Politicians giving only 30 % developmental politics: Kalam

"Politics should be a mixture of political politics and developmental politics where the former should comprise 30 per cent and the latter 70 per cent. However, today, our politicians are giving us only 30 per cent developmental politics. The day we are able to make our politicians work for developmental politics, our nation will definitely get on the right track and move towards becoming becoming a super power," said former president Dr APJ Abdul Kalam.
He was in the city to address the 1st Parliament of Indian Student Council Leaders jointly organised by MIT School of Governance and Ministry of Higher and Technical Education, Government of Maharashtra.
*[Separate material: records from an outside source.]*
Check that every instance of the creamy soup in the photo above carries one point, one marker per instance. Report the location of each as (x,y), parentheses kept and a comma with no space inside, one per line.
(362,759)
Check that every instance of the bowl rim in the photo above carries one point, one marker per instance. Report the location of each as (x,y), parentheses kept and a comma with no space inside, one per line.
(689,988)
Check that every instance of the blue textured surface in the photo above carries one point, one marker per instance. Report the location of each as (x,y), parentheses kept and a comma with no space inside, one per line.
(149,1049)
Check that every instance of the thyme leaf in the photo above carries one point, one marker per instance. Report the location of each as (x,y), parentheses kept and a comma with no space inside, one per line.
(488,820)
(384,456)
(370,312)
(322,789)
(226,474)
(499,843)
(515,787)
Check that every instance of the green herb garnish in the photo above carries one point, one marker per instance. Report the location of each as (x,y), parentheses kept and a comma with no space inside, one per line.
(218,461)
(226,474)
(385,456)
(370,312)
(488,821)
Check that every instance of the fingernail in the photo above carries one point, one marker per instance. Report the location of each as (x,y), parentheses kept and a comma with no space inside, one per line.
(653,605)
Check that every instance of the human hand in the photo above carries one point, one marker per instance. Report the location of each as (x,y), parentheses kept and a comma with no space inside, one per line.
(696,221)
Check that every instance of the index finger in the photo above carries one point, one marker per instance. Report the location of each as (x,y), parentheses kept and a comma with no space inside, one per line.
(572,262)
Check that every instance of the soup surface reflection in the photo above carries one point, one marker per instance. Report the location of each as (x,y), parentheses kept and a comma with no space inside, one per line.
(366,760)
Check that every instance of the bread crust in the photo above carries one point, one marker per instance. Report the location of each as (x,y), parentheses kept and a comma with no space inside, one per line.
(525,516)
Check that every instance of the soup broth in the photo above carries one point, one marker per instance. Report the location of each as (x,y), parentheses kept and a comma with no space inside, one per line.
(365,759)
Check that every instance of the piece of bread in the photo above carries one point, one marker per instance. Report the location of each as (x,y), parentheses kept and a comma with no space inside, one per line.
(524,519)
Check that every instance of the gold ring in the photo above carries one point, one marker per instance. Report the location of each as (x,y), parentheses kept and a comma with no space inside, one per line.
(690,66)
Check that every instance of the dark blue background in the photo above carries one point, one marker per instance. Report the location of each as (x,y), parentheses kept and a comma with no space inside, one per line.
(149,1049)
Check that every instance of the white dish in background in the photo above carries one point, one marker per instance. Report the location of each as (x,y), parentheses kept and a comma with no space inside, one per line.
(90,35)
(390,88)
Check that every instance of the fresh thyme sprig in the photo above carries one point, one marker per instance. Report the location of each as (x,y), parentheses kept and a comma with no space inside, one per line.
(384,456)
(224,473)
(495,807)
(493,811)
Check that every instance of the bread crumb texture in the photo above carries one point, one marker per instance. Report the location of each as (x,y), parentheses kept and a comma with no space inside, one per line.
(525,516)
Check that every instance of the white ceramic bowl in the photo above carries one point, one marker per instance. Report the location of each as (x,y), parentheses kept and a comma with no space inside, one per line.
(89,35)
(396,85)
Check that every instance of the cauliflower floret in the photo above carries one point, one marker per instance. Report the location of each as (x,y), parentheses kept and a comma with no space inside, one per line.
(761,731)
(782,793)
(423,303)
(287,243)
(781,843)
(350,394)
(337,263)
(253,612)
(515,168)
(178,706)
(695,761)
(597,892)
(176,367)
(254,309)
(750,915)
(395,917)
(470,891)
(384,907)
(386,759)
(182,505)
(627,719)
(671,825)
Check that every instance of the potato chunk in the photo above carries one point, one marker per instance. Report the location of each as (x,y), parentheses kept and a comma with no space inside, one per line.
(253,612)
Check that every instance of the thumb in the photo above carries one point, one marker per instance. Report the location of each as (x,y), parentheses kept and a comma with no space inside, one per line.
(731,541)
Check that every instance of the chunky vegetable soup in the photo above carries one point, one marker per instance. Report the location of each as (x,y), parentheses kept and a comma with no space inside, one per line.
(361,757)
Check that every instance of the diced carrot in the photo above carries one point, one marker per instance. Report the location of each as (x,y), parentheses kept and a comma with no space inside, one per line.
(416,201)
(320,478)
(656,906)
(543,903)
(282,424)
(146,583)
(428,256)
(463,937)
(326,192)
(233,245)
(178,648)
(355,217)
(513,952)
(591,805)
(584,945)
As many as 7000 student leaders from across the country are attending this three day parliament. Apart from Kalam, some of the other people who interacted with the students was Shri Shri Ravishankar, noted ecologist, Vandana Shiva, and filmmaker Ashutosh Gowarikar. Founder chairman of Infosys, N R Narayana Murthy also interacted with the students through video conferencing.
Sri Sri Ravishankar spoke about India vs Bharat: The urban rural divide and its spiritual contribution. "We should learn to take in things from each and every culture across the globe. We should learn teamwork from Japan, precision from the Germans, etiquette and decency from the Britons, marketing skills from the USA and duplication from China. Where we as a country score is on humanity. We should try never to lose that," said he.
Ecologist Vandana Shiva also inspired all present by her fiery speech about the need for the youth to take up the challenge of preserving nature. She said, "We cannot call ourselves a superpower when more than 2 lakh of our fellow farmers are committing suicide. Those who are providing us with food are having to go hungry and give up their lives. We need to take justice to the rural India. The problem of depleting ozone layer is a 100 per cent rich people's pollution problem. Simple steps like using earthen pots can help solve this problem."
Narayana Murthy, who spoke on the topic opportunity for the youth in a globalised era, stressed the need for increasing employment opportunities for the rural poor. "China has moved about 170 million people from agriculture to low technology manufacturing in the last 15 years. Today, we need to make bureaucrats, academicians and government come together to set up huge factories to rope in the rural poor. It is extreamely important for the government to become welcoming to foreign direct investment," said Murthy via video conferencing.